22. Dat de betreffende locaties centraal worden aangestuurd, dat personeel en de benodigde apparatuur op de diverse locaties wordt ingezet en dat de bedrijfskleuren en het bedrijfslogo en de digitale vormgeving op de locaties aan elkaar gelijk zijn, maakt ook niet dat de locaties zodanig bij elkaar horen dat sprake is van één onroerende zaak als bedoeld in artikel 16, aanhef en letter d, van de Wet WOZ. Deze omstandigheden zijn ingegeven door subjectieve keuzes van de ondernemer om zijn bedrijfsproces op een bepaalde manier in te richten, en laten onverlet dat de locaties ieder voor zich objectief bezien zelfstandig bruikbare eenheden zijn en als afzonderlijke onroerende zaken moeten worden aangemerkt.

23. Gelet op hetgeen hiervoor is overwogen, is het beroep ongegrond.

Vergoeding van immateriële schade

24. Eiseres heeft verzocht om vergoeding van immateriële schade (isv) wegens overschrijding van de redelijke termijn.

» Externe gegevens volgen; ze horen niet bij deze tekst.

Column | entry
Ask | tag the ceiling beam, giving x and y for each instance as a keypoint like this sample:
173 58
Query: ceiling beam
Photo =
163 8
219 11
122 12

Een periode van twee jaar voor de bezwaar- en beroepsfase wordt in dit verband als redelijk beschouwd. Verweerder heeft het bezwaar tegen de aangifte op 3 december 2021 ontvangen en de uitspraak van de rechtbank is van

7 november 2024. Daarmee is sprake van een overschrijding van de redelijke termijn met ruim elf maanden. Dit betekent dat eiseres recht heeft op isv tot een bedrag van € 1.000. Het beroepschrift is op 24 oktober 2023 ingediend. De termijnoverschrijding dient daarom geheel te worden toegerekend aan de bezwaarfase.

Proceskosten

25. De rechtbank ziet in de overschrijding van de redelijke termijn reden om verweerder te veroordelen in de door eiser gemaakte proceskosten. Deze kosten stelt de rechtbank op grond van het Besluit proceskosten bestuursrecht (Bpb) voor de door een derde beroepsmatig verleende rechtsbijstand vast op € 218,75 (1 procespunt vanwege het verzoek om vergoeding van isv met een waarde per punt van € 875 en een wegingsfactor 0,25).11

Beslissing

De rechtbank:

 verklaart het beroep ongegrond;

 veroordeelt verweerder tot vergoeding van immateriële schade tot een bedrag van € 1.000;

 veroordeelt verweerder in de proceskosten van eiseres tot een bedrag van € 218,75;

 draagt verweerder op het betaalde griffierecht van € 365 aan eiseres te vergoeden.

Deze uitspraak is gedaan door mr. K.G. Scholten, voorzitter, en mr. M.A. Dirks en

mr. J.G.E. Gieskes, leden, in aanwezigheid van mr. S.R.M. Dekker, griffier. De beslissing is in het openbaar uitgesproken op 7 november 2024.